TheTS / palmsplusr

palmsplusr: PALMS post-processing
http:/thets.github.io/palmsplusr/
GNU Lesser General Public License v3.0
5 stars 1 forks source link

updating palmsplusr to align with change in dplyr #15

Open vincentvanhees opened 1 year ago

vincentvanhees commented 1 year ago

Hi Tom, with the latest version of dplyr and running palmsplusr I get the error:

Returning more (or less) than 1 row per `summarise()` group was deprecated in dplyr 1.1.0.
ℹ Please use `reframe()` instead.
ℹ When switching from `summarise()` to `reframe()`, remember that `reframe()` always returns an ungrouped
  data frame and adjust accordingly.

I think this means that we need to replace summarise() for reframe(). You are probably more familiar with the tidyverse jargon. Do you know what we should do with the last part of the warning? Does this mean we need to group our data and if so how do I do that?

TheTS commented 1 year ago

Hi Vincent

Ah yes, I saw they recently added reframe . I have used summarise on a grouped dataframe in several places, but I'm not sure which one would cause that warning message. One example is in trajectories:

  data %>%
    filter(tripnumber > 0) %>%
    group_by(identifier, tripnumber) %>%
    summarise(!!!args, do_union = FALSE) %>% # This line may need to be changed
    st_cast("LINESTRING") %>% 
    mutate(!!!args_after) %>%
    mutate_if(is.logical, as.integer)

In the code above, since the summarise function is used on a grouped dataframe, the dataframe returned by summarise is still grouped by identifier and tripnumber. This means the st_cast function is also applied to a dataframe grouped by identifier and tripnumber.

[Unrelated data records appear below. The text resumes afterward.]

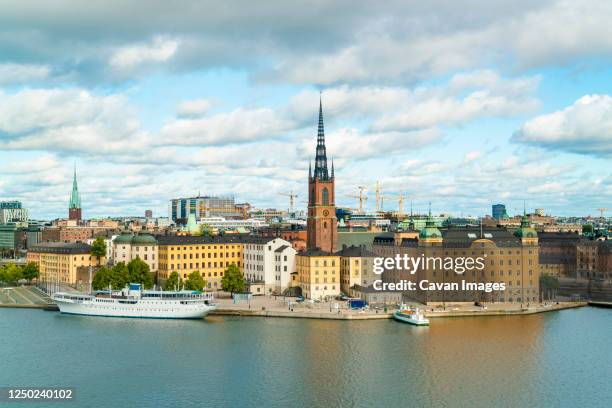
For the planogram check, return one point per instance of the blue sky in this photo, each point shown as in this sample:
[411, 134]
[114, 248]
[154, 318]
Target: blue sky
[463, 105]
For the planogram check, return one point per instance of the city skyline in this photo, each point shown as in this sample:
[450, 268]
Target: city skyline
[464, 115]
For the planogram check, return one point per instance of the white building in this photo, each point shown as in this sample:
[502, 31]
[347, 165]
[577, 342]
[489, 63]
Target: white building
[144, 246]
[110, 250]
[269, 261]
[223, 224]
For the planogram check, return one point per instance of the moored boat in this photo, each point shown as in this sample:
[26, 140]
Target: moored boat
[133, 301]
[412, 316]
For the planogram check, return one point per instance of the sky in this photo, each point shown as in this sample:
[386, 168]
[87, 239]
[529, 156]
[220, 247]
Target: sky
[461, 104]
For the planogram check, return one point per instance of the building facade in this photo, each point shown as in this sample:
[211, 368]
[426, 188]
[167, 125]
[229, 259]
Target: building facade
[512, 259]
[60, 262]
[208, 255]
[270, 262]
[356, 269]
[127, 246]
[318, 274]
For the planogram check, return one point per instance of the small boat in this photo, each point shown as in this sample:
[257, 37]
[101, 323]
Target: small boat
[413, 316]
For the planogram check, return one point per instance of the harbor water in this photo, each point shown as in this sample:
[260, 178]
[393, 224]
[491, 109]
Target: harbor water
[547, 360]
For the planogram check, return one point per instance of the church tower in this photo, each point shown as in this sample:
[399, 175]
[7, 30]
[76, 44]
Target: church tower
[74, 206]
[322, 229]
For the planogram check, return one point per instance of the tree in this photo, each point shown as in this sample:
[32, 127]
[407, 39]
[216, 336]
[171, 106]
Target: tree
[174, 281]
[233, 280]
[30, 271]
[98, 248]
[139, 272]
[195, 281]
[101, 279]
[12, 273]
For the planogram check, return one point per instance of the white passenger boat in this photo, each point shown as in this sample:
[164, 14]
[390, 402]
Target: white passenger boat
[413, 316]
[136, 302]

If summarise is changed to reframe, then I assume the dataframe needs to be regrouped before it is fed into the rest of the pipeline. Something like:

  data %>%
    filter(tripnumber > 0) %>%
    group_by(identifier, tripnumber) %>%
    reframe(!!!args, do_union = FALSE) %>% # changed to reframe()
    group_by(identifier, tripnumber) %>% # regroup the dataframe
    st_cast("LINESTRING") %>% 
    mutate(!!!args_after) %>%
    mutate_if(is.logical, as.integer)

I assume this also applies to summarise_at and summarise_all, which are also used in several places. These functions were actually superseded a while ago in favour of across, but they still work.

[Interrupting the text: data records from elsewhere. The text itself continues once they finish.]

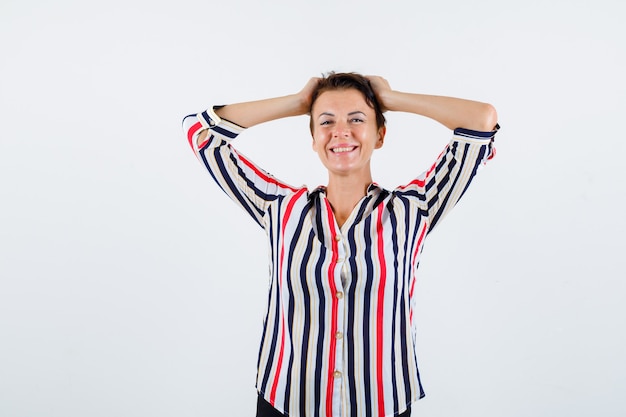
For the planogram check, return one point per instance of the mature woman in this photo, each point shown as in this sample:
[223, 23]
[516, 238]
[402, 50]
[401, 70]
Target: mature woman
[338, 336]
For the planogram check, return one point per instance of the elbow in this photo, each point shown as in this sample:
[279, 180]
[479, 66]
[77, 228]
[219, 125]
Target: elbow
[488, 118]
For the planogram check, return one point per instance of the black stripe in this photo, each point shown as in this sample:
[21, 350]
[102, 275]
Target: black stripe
[349, 337]
[306, 331]
[291, 303]
[365, 320]
[240, 198]
[394, 238]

Edit: I should also say that it looks like reframe is only used when summarise returns more/less than one row per group. I guess the first step is figuring out when that occurs (and then figuring out if a grouped dataframe is involved).

vincentvanhees commented 1 year ago

Thanks for the quick reply Tom. Ok, I found one issue with the pre-processing, which is not part of palmsplusr itself (code you drafted for Line and which I then re-used for HabitusGUI). There, replacing summarise() by reframe() seemed sufficient. Next, I got stuck with a problem with the columnnames of the PALMS output that were shifted by one cell, at least not related to palmsplusr.

I am now able to run palmsplusr again, and will have to review that the output is correct. Also, I will have a look whether I can identify a way to address the warnings about the deprecated functions.